The rest of the problems or the rest of the crew? Danny wondered as he left Giuliani’s office that afternoon. Walking down the echoing stone hallway toward the library, he snorted: same thing.

Laying aside the question of Sandoz’s participation for the time being, Danny was less than confident about any of the men he’d be risking his life with. They were all bright, and they were all big; that much was clear. For the past year, Daniel Beauvais Iron Horse, Sean Fein and Joseba Urizarbarrena had worked to develop proficiencies that might prove critical on Rakhat: communications procedures, first aid, survival skills, dead reckoning, even VR flight training so that any of them could, in an emergency, pilot the mission lender. Each of them was thoroughly familiar with the first mission’s daily reports and scientific papers. Having worked through Sofia Mendes’s introductory AI language-instruction system, they had all studied Ruanja on their own, and had now converged on Naples to work directly with Sandoz on advanced Ruanja and basic K’San. Joseba was solid, and Danny understood why an ecologist had been assigned to the team, but no matter how much money the Company might be able to make by bringing back Rakhati nanotechnology, Sean Fein was a chronic pain in the ass, and Danny could think of a hundred other men who’d be better suited for the mission. John Candotti, by contrast, was a hell of a nice guy and very good with his hands, but he had no scientific expertise at all, and he was months behind the others in training.

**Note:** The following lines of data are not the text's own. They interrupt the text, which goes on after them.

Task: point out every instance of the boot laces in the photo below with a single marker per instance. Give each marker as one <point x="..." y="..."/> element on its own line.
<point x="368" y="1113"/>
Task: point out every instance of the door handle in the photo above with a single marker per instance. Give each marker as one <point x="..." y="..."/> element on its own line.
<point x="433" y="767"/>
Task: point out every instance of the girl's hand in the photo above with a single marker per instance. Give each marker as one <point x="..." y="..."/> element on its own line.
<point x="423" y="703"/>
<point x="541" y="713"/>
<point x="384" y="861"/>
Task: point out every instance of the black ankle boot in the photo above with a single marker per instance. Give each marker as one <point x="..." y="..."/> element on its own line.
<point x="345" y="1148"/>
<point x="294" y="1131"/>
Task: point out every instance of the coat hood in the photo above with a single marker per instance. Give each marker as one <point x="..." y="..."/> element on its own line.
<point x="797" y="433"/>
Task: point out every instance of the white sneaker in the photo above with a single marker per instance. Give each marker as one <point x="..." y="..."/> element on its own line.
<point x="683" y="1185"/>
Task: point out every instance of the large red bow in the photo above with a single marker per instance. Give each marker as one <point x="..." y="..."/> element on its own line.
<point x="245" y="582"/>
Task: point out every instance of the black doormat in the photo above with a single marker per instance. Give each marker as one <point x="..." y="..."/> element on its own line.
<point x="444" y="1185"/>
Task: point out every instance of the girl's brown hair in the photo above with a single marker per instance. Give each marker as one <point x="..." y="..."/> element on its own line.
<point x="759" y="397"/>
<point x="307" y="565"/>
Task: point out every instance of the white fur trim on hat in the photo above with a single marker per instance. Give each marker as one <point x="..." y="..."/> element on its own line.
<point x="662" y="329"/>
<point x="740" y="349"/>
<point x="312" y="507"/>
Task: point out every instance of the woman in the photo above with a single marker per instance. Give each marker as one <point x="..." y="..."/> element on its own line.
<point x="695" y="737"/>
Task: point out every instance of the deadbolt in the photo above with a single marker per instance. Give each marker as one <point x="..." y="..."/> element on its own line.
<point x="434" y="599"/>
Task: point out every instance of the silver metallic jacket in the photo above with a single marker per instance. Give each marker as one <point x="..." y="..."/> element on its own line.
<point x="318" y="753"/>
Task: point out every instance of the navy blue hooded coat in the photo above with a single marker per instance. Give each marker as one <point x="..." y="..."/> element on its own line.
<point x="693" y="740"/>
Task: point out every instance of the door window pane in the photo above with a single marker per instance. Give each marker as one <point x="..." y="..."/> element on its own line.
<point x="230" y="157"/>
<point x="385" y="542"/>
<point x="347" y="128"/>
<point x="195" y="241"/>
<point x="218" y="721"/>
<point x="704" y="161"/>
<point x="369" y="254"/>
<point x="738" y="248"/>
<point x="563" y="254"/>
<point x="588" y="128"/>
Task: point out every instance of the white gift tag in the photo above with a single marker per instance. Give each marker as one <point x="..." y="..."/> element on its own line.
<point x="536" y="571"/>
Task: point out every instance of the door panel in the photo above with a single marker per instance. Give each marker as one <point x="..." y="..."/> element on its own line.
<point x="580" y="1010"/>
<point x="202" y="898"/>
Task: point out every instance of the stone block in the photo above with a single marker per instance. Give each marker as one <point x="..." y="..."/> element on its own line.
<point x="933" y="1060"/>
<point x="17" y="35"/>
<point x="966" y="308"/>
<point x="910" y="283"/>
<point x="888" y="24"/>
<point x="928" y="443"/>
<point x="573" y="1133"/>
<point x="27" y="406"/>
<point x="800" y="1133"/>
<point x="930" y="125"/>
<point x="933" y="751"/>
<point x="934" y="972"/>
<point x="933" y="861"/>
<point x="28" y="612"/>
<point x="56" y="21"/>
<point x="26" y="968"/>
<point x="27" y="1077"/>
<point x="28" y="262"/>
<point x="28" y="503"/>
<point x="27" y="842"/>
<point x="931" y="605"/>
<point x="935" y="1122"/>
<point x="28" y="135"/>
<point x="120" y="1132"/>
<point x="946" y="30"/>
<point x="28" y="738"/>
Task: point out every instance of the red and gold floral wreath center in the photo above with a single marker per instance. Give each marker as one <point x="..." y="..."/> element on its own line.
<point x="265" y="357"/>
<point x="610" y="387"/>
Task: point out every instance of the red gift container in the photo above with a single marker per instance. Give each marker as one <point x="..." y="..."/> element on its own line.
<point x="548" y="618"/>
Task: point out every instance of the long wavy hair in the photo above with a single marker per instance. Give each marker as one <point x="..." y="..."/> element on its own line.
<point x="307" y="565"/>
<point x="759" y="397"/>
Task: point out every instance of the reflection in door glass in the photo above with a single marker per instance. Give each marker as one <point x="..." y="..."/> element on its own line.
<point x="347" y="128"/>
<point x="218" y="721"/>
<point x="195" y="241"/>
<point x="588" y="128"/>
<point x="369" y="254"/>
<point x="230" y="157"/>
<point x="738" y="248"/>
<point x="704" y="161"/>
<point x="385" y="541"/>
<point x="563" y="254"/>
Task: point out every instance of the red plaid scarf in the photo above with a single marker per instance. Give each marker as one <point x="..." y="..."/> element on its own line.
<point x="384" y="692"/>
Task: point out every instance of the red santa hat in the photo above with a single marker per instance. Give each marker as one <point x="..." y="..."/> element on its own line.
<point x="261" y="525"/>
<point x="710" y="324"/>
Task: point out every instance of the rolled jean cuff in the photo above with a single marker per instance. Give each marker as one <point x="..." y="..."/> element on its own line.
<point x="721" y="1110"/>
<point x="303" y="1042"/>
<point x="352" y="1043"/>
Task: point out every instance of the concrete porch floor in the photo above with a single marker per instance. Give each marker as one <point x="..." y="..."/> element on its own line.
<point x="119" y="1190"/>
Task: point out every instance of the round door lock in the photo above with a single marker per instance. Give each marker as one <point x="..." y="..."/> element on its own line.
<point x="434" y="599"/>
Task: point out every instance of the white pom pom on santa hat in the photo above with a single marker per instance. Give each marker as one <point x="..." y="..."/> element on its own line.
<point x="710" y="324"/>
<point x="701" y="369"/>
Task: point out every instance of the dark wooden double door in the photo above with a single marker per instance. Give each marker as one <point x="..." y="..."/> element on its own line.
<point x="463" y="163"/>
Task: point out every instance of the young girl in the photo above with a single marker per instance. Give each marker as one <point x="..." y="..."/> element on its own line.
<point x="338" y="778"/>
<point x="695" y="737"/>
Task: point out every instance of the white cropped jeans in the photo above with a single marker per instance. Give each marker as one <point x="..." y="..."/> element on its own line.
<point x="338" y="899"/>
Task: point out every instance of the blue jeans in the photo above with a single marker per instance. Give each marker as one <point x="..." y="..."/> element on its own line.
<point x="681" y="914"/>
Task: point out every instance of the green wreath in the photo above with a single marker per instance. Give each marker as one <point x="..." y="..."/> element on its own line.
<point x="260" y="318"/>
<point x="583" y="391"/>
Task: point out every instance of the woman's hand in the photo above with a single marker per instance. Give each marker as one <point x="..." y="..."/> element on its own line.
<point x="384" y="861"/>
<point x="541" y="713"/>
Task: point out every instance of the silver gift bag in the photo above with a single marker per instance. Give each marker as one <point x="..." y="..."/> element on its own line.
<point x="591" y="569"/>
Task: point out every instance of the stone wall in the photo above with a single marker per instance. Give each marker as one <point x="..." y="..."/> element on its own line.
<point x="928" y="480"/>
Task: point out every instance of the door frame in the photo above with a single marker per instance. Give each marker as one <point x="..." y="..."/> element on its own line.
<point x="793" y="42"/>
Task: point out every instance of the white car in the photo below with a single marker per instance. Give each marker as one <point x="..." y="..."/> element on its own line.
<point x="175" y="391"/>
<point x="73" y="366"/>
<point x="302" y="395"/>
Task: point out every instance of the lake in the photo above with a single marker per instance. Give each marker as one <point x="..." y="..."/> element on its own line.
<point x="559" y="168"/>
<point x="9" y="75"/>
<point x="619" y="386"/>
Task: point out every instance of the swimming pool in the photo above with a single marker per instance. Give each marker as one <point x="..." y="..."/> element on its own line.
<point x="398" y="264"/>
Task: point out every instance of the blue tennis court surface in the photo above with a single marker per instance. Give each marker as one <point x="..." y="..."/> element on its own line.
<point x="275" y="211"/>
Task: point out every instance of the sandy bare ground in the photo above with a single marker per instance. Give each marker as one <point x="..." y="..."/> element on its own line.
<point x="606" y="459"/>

The Father General, no doubt, had his reasons—usually at least three for every move he made, Danny had observed. "I must consider myself and conduct myself as a staff in an old man’s hand," Danny would recite dutifully whenever he found himself thoroughly mystified, but he kept his eyes open, watching for clues as he and the others settled into an efficient working routine.

Mornings were devoted to language training, but afternoons and evenings were given over to further study of the first mission’s records under Sandoz’s direction, and it was during these sessions that Danny began to see why Giuliani remained adamant that Sandoz would be an asset. Danny himself had all but memorized the first mission’s reports, but he was constantly startled by his own misinterpretations of events, and found Sandoz’s memories and knowledge invaluable. Nevertheless, there were days at a time when the man was incapacitated for one reason or another, and Danny’s own questions about the Jana’ata triggered the strongest reactions.

"Flashbacks, depression, headaches, nightmares—the symptoms are classic," Danny reported in late November. "And I sympathize, Father! But that doesn’t change the fact that Sandoz is dangerously unfit for the mission, even if he could be convinced to go."